New York

Stephen Barker

Morris Healy Gallery

The twenty-two untitled photographs in “Selections from Nightswimming, NYC, 1993–4,” the first solo exhibition of Stephen Barker’s work, depict men either having or looking for sex. These dark images—selenium-toned gelatin-silver prints—have a formal beauty that stems from their velvety blackness; this, and their regular spacing around the room, made the show resemble a repetitive installation of dark Minimalist canvases, severe and imposing. So uniformly dark are these pictures that only by lingering and squinting could one eventually begin to make out the human forms captured within them. The grainy outlines have a painterly quality that approximates Alfred Stieglitz’s achievements in photogravure, but the dark sfumato effects come solely from the long exposure time required by the circumstances; the photographer recorded these images in darkened gay sex clubs and porn theaters. The blurriness lends a vintage quality to the prints, heightening a noirish, pre-Stonewall aura of transgression. But the photographs were taken in 1993. The desire they document, in the wake of the AIDS epidemic and the cultural attack on promiscuity, is apparently as furtive and clandestine as ever.

Barker’s images are valuable documents of a kind of sexual behavior that is little known outside its highly charged misrepresentation by the pornography industry. His photographs, on the other hand, arc apparently mere observations of what was going on in his chosen milieu—the toilet stalls of clubs, or the darkened hallways of a bar. The world they describe is difficult to negotiate in the cold, bright light of a gallery. One is interested, yet embarrassed at the interest; and then not so interested, for the images, while about sex, arc not themselves very sexual. Neither the men nor the circumstances are overly attractive.

Some images, certainly, depict explicit acts, like one in which a young man slouches in the seat of a movie theater, his pants at his ankles, flanked by two older men helping him toward his climax. But the bodies in these pictures have the sort of nudity one associates with a Muybridge photograph: pale, often pudgy bodies, dusky genitalia, indifferent expressions and postures, shot from a slight distance and usually at less-than-flattering angles. In lieu of sexual display, the photographs bear witness (in the dark, melancholy way of Robert Frank) to a basic physical act made phantasmagorical by circumstance and environment. Barker’s subjects seem to seek transcendence through these groping acts; but what hope do they have of achieving anything more than a quick orgasm?

The varieties of sexual experience are many, and it would be easy for a moralist to use Barker’s images as evidence of the corruption and futility of promiscuity.
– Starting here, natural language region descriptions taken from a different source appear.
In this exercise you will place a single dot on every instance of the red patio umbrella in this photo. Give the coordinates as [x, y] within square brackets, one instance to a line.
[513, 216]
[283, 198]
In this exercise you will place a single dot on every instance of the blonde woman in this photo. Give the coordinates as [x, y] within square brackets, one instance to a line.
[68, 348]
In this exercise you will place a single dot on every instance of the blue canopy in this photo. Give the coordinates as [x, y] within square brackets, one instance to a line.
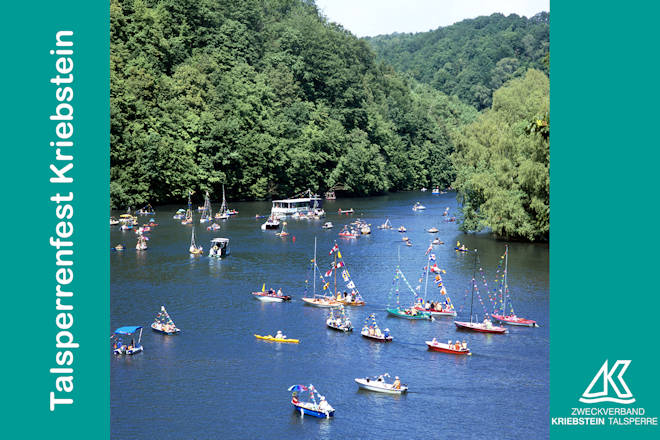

But these images are hardly rhetorical; they are mysterious and open-ended—they have value not merely as documentaries but as art. Barker plays with a sensational subject, but his effort, in the end, is tranquil, meditative, charged with a high seriousness that turns one’s expectations upside-down. Each person in these busy, darkened rooms is essentially solitary, using the physical presence of others to achieve a sort of physical and spiritual exhilaration. Barker has pondered this communal and yet isolated experience, observed it with a curious and minute attention, and somehow found in it both beauty and integrity. This is work of great empathy.